This book is a paean to the power of checklists and specifically a call for their use in medicine — Gawande is a surgeon. I bought it after reading a couple of fascinating articles he wrote for the New Yorker, and to be honest if you’ve read those articles (and watched his TED talk) you have a pretty good idea of what’s in the book.
But I still found it absolutely fascinating reading it again. It’s that thing Malcolm Gladwell is so good at: an idea simple enough that it can be explained in a paragraph but with far-reaching implications. The difference is that while Gladwell’s ideas give people a lot of pleasure they don’t actually seem very useful, whereas this idea has specific, practical [cheap!] applications which can be tested. It really could change the way medicine is practiced.
At its simplest, the idea is that when performing a complicated task like surgery, it is not enough to know what the best practices are, because people are fallible. And so a simple checklist to make sure that the basics are done properly can significantly reduce the rate of complications like infection. And it really is the basics: making sure that everyone knows what they’re doing, that they have the right patient, that pre-operative antibiotics have been given at the right time, that everyone is sterile, that they have an ample supply of blood on hand and so on.

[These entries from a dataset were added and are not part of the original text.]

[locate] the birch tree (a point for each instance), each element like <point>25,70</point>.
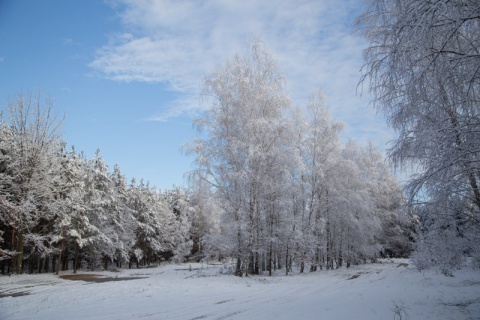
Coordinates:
<point>244,129</point>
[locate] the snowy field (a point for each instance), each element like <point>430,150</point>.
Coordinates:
<point>389,290</point>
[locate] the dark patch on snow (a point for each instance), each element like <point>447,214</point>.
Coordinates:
<point>223,301</point>
<point>14,294</point>
<point>96,278</point>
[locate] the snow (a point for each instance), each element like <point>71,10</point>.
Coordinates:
<point>198,291</point>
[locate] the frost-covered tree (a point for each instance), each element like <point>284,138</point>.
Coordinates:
<point>422,67</point>
<point>242,151</point>
<point>29,141</point>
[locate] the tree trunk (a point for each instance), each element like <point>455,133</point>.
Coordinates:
<point>60,257</point>
<point>20,247</point>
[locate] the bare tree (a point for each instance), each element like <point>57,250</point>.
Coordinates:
<point>423,68</point>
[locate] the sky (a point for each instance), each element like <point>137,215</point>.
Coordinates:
<point>127,74</point>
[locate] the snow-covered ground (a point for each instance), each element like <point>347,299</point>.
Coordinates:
<point>389,290</point>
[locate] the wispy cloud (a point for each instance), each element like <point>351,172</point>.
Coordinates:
<point>179,42</point>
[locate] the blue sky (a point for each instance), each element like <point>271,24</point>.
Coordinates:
<point>128,73</point>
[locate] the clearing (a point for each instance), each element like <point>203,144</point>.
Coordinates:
<point>388,290</point>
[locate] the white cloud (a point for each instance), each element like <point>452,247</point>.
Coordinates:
<point>179,42</point>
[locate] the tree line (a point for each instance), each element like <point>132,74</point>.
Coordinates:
<point>422,68</point>
<point>60,210</point>
<point>288,192</point>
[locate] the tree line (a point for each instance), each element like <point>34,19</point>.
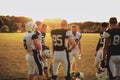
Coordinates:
<point>16,24</point>
<point>13,23</point>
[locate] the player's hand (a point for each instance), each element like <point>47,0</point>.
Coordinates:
<point>103,65</point>
<point>95,53</point>
<point>68,50</point>
<point>79,56</point>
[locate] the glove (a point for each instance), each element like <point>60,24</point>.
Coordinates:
<point>103,65</point>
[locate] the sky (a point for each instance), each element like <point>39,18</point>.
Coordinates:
<point>71,10</point>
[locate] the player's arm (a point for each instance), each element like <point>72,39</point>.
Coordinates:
<point>72,41</point>
<point>52,47</point>
<point>80,47</point>
<point>98,45</point>
<point>105,46</point>
<point>36,42</point>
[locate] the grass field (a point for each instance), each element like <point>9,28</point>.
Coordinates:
<point>12,56</point>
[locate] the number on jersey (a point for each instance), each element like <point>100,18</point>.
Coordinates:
<point>116,40</point>
<point>57,40</point>
<point>25,45</point>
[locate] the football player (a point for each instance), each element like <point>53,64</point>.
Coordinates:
<point>99,48</point>
<point>112,39</point>
<point>75,54</point>
<point>42,31</point>
<point>60,52</point>
<point>33,49</point>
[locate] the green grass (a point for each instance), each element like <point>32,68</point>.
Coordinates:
<point>12,56</point>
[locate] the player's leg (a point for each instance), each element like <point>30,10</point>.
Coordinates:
<point>75,61</point>
<point>29,60</point>
<point>108,66</point>
<point>118,67</point>
<point>66,65</point>
<point>98,58</point>
<point>112,65</point>
<point>55,64</point>
<point>39,65</point>
<point>71,61</point>
<point>46,69</point>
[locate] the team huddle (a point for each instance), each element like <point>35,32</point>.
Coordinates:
<point>67,51</point>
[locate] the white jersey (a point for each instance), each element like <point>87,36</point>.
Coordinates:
<point>77,37</point>
<point>28,43</point>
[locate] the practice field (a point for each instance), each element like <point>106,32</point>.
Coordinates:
<point>12,56</point>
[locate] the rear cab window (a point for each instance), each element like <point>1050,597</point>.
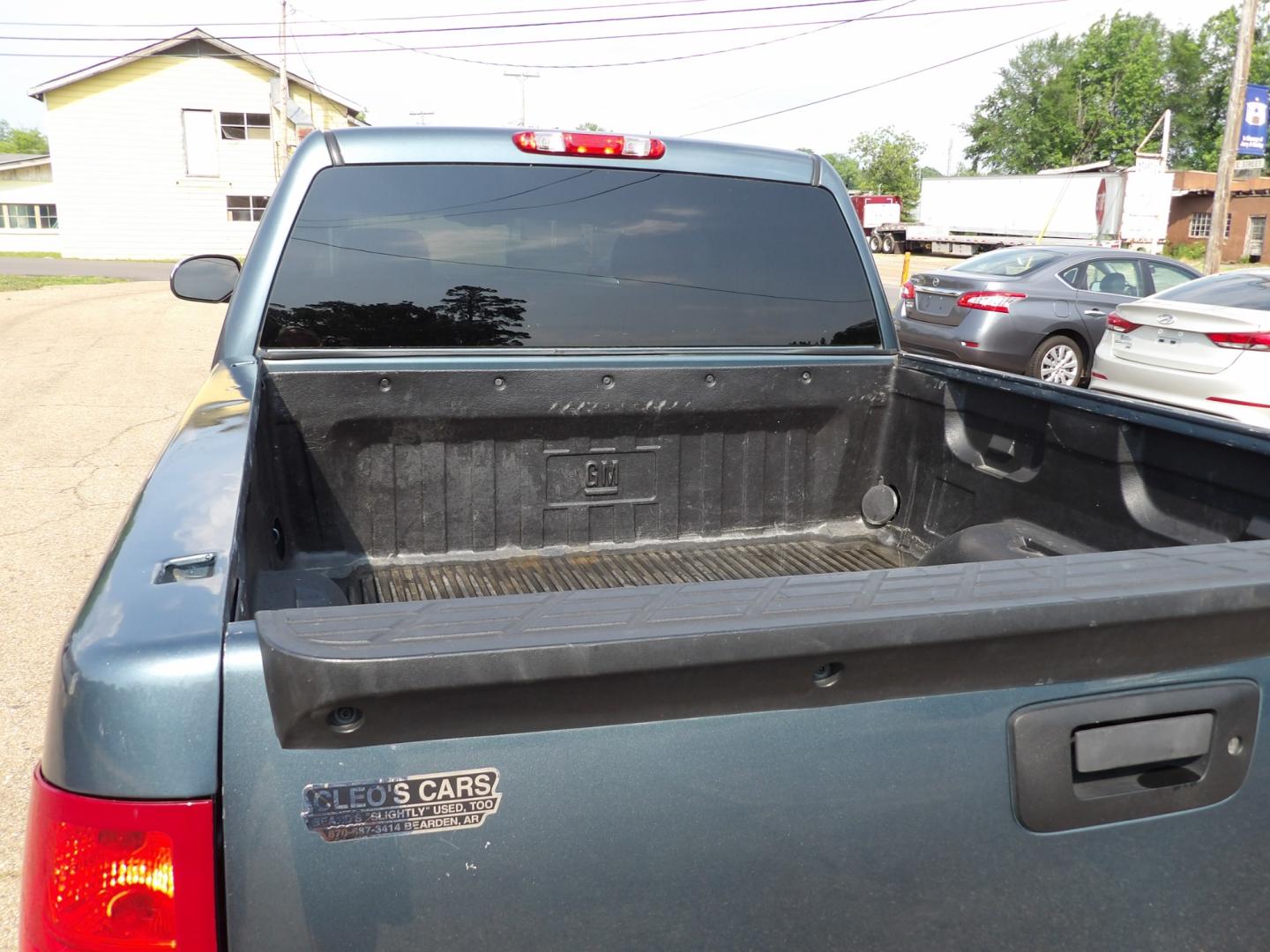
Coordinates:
<point>1009,262</point>
<point>565,257</point>
<point>1235,290</point>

Apparently the idea is most well-developed in aviation; ever since planes became complicated enough that missing a pre-flight check might mean a fiery death, pilots have formalised the process. And not just pre-flight checks, or the obvious things like take off and landing procedure. Apparently pilots have whole collections of checklists for use in specific situations like particular warning lights coming on.
As yet, in medicine they have apparently only tested a simple checklist for surgery, which did successfully improve outcomes, and they have come up against resistance because, I guess, doctors feel it undermines their expertise and knowledge. This book makes a convincing case that medicine would be better if it was a lot more like aviation. Being methodical and disciplined may not be the most glamorous or heroic sounding qualities, but they can be life savers.

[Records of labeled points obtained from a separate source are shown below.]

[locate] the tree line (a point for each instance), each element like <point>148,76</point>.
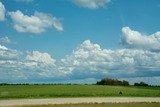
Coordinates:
<point>108,81</point>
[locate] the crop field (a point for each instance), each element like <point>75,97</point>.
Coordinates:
<point>143,104</point>
<point>53,91</point>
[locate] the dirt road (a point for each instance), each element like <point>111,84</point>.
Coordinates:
<point>7,103</point>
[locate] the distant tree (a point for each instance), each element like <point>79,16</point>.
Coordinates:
<point>107,81</point>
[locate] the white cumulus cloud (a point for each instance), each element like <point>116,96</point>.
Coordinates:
<point>137,40</point>
<point>36,23</point>
<point>2,12</point>
<point>91,4</point>
<point>40,57</point>
<point>6,40</point>
<point>87,61</point>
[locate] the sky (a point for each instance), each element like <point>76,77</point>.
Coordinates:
<point>79,41</point>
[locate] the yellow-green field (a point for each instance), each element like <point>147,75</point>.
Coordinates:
<point>101,105</point>
<point>50,91</point>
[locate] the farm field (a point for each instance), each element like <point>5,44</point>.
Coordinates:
<point>54,91</point>
<point>143,104</point>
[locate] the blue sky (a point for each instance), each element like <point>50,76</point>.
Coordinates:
<point>69,39</point>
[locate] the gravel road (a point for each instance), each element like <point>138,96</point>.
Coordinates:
<point>8,103</point>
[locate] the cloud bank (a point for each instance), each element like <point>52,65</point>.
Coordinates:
<point>2,12</point>
<point>137,40</point>
<point>91,4</point>
<point>36,23</point>
<point>6,40</point>
<point>87,62</point>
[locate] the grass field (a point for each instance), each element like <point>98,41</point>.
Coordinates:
<point>101,105</point>
<point>48,91</point>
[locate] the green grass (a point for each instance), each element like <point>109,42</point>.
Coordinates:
<point>101,105</point>
<point>49,91</point>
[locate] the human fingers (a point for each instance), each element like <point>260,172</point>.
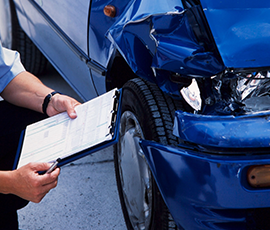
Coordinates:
<point>61,103</point>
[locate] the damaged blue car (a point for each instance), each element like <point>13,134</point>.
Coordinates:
<point>194,139</point>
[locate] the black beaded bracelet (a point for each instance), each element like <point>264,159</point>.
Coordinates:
<point>46,101</point>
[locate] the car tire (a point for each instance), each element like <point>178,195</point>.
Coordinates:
<point>13,37</point>
<point>148,114</point>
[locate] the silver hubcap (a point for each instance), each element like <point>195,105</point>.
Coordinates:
<point>5,24</point>
<point>134,173</point>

It’s hard to do the book justice — checklists just don’t sound very interesting — but I found it completely gripping as well as persuasive.
» 757/767 Mechanical Checklist – Landing is © Kent Wien and used under a CC by-nc licence.
2 replies on “The Checklist Manifesto by Atul Gawande”
I read his New Yorker article. Such a simple but necessary idea. The wonder is that it is so fiercely resisted.
Jee
Yup. I guess medical practice usually catches up with the evidence eventually, which is more than can be said for some industries, but institutional inertia is powerful stuff.